糖尿病の「起きはじめ」を再現する動物モデルの開発に成功　慶應大

　病気の「起きはじめ」を再現する動物実験ツールの開発に成功したと、慶應義塾大学医学部の研究チームが発表した。糖尿病などの疾患の早期状態を詳細に検討する安定した動物実験モデルの開発が、早期発見・治療のための治療薬の探索を促進すると期待されている。

早期状態を詳細に検討できる安定した動物モデル

　難病や変性疾患の多くは、特定の細胞が徐々に減っていくことで病気が進行していく。一般に症状が出る前から徐々に減っていくが、臓器の予備能（余剰能力）のおかげで、細胞数が減っても最初のうちは臓器障害が顕在化しない。結果的に症状が出るのは病気がある程度進行してからになる。

　膵β細胞の部分的脱落により発症する耐糖能異常や糖尿病の場合は、膵臓β細胞の80％が減るまで高血糖にならない場合がある。
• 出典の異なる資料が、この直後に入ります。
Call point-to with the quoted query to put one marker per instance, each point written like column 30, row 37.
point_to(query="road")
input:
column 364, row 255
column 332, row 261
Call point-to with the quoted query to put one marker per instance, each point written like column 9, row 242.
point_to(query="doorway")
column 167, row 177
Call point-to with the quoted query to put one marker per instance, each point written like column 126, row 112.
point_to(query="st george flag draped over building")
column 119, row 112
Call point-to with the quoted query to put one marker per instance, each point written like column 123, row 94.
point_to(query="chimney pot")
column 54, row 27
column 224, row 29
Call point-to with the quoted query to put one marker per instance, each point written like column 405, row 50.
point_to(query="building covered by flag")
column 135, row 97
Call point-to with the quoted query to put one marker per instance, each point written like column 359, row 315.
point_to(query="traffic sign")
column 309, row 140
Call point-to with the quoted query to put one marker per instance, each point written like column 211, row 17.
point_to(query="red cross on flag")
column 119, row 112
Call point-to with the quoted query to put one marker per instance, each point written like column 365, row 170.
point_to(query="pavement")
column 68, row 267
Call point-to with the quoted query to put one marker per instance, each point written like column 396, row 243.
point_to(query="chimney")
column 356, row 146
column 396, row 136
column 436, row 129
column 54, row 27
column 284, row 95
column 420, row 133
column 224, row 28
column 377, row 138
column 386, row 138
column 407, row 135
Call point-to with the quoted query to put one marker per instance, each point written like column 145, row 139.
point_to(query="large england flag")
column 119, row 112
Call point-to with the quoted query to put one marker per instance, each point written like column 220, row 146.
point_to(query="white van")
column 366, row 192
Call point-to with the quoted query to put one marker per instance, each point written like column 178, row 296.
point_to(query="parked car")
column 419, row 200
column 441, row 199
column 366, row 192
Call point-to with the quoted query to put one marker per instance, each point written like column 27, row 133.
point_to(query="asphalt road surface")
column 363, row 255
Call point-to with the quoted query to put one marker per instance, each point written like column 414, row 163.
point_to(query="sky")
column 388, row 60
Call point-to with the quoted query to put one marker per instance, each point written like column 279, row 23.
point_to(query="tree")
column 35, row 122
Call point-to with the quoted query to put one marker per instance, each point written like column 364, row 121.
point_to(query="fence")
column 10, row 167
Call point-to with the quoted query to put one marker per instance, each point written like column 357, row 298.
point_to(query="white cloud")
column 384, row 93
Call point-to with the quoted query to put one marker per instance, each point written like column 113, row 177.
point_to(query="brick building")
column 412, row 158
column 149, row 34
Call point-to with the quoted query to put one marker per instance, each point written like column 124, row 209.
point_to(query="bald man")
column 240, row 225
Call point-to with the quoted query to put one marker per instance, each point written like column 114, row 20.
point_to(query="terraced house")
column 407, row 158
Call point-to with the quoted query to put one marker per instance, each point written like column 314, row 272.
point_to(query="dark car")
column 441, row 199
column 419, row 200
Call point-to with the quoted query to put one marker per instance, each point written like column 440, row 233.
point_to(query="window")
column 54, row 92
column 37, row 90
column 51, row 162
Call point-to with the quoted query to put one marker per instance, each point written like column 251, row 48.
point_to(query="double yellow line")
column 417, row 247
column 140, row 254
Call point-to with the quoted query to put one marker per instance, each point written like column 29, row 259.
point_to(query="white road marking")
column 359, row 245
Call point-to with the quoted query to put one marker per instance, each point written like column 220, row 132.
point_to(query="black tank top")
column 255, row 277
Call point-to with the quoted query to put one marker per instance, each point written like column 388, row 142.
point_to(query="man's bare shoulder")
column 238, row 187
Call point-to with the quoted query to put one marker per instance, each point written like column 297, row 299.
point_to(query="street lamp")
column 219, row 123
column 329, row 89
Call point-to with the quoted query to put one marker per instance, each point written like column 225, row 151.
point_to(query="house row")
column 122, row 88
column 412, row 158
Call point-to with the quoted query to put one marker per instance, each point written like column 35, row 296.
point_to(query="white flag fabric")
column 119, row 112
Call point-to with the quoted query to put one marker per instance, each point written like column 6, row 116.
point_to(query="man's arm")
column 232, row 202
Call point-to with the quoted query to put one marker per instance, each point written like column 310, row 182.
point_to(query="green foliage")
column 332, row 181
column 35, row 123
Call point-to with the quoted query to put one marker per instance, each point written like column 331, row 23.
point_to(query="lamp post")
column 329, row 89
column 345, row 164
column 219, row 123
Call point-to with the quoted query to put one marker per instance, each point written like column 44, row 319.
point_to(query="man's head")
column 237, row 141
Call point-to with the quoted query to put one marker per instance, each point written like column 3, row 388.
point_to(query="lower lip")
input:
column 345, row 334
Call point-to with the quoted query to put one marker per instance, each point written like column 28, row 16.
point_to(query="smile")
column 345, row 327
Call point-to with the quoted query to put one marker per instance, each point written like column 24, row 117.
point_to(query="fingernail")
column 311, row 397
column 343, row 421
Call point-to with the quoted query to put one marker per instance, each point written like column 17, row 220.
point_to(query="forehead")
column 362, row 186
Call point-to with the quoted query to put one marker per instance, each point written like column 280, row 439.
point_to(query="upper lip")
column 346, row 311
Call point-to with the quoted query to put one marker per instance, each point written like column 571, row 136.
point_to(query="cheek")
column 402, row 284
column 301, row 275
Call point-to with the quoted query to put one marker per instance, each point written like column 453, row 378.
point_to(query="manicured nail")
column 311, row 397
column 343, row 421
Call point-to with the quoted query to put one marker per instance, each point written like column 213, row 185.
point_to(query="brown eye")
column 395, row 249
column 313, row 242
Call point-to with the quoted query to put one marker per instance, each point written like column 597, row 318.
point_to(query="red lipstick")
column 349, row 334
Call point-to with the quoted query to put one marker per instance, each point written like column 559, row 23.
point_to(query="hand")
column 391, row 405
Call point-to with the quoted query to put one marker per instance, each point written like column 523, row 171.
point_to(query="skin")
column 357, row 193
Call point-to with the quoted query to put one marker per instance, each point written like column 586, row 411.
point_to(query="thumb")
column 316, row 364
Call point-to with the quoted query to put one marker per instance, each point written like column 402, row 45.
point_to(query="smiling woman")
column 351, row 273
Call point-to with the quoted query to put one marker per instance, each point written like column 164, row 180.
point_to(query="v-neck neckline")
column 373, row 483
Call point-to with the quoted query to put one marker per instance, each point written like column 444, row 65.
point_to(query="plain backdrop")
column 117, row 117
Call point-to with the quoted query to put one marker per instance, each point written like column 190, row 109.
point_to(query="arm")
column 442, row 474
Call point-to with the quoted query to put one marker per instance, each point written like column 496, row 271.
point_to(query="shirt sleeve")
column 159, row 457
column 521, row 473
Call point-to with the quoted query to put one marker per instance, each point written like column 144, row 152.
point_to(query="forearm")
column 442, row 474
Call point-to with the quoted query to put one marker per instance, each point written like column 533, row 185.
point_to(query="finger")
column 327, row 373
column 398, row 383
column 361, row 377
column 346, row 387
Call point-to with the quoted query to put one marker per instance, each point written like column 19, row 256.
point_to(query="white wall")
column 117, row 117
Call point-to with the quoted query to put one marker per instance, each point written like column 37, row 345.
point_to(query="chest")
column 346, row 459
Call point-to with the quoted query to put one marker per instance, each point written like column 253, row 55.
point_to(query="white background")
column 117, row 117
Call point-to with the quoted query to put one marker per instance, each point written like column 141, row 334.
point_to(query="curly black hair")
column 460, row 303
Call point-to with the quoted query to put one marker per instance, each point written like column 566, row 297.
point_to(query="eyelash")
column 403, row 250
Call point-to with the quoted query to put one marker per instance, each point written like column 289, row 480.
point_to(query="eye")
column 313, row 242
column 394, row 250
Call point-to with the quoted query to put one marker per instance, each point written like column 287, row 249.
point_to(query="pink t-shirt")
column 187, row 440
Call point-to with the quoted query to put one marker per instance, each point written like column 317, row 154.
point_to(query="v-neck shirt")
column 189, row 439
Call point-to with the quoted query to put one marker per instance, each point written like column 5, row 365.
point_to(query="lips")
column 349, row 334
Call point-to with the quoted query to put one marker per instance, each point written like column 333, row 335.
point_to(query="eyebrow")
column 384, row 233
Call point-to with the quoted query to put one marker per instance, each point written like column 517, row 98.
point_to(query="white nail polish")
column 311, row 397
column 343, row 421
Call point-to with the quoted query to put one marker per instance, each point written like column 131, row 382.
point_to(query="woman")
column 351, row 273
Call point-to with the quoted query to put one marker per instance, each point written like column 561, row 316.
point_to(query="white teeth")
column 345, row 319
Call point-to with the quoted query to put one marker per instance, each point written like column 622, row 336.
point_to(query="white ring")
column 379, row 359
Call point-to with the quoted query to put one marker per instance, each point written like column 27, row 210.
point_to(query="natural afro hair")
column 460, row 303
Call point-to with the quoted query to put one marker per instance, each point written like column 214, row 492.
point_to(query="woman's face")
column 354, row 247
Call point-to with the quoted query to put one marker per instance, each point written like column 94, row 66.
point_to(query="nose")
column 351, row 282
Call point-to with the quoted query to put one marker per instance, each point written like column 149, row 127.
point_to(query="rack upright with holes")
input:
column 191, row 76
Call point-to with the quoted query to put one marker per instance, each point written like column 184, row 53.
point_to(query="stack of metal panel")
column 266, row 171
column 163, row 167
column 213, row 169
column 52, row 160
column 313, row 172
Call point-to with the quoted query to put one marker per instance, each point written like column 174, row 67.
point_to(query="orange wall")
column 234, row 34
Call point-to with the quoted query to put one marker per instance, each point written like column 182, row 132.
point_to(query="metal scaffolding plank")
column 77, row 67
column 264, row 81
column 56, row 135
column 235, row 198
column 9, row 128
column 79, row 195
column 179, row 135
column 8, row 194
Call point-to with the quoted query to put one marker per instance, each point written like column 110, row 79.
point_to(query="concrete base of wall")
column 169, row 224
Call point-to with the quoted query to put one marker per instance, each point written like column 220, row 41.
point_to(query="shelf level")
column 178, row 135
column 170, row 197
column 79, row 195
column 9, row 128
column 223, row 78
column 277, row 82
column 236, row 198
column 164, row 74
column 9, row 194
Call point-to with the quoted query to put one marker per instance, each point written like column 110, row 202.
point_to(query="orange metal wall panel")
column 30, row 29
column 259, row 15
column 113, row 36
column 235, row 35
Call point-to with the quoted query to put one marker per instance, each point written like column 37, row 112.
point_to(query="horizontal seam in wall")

　良好な治療を行うために疾患の早期発見・治療が重要となる。そのための研究では、疾患早期の状態を詳細に検討できる安定した動物実験モデルをつくることが必要となる。

　そこで研究チームは、ベッドサイドでの「症状の起きはじめ(onset)」を簡便に再現し、疾患初期の病態生理を解析するツールとして、実験者が観察したい細胞や組織に限定して一定の割合で薬剤依存的にアポトーシス（細胞死）を起こす遺伝子改変動物をつくるのに成功した。

　細胞種特異的な遺伝子発現コントロールには一般に「Cre/lox」系が汎用されており、世界で数百種存在する細胞種特異的Cre発現マウスのライブラリから観察したい細胞にCreを持つマウスを選ぶことで標的細胞を決定させる。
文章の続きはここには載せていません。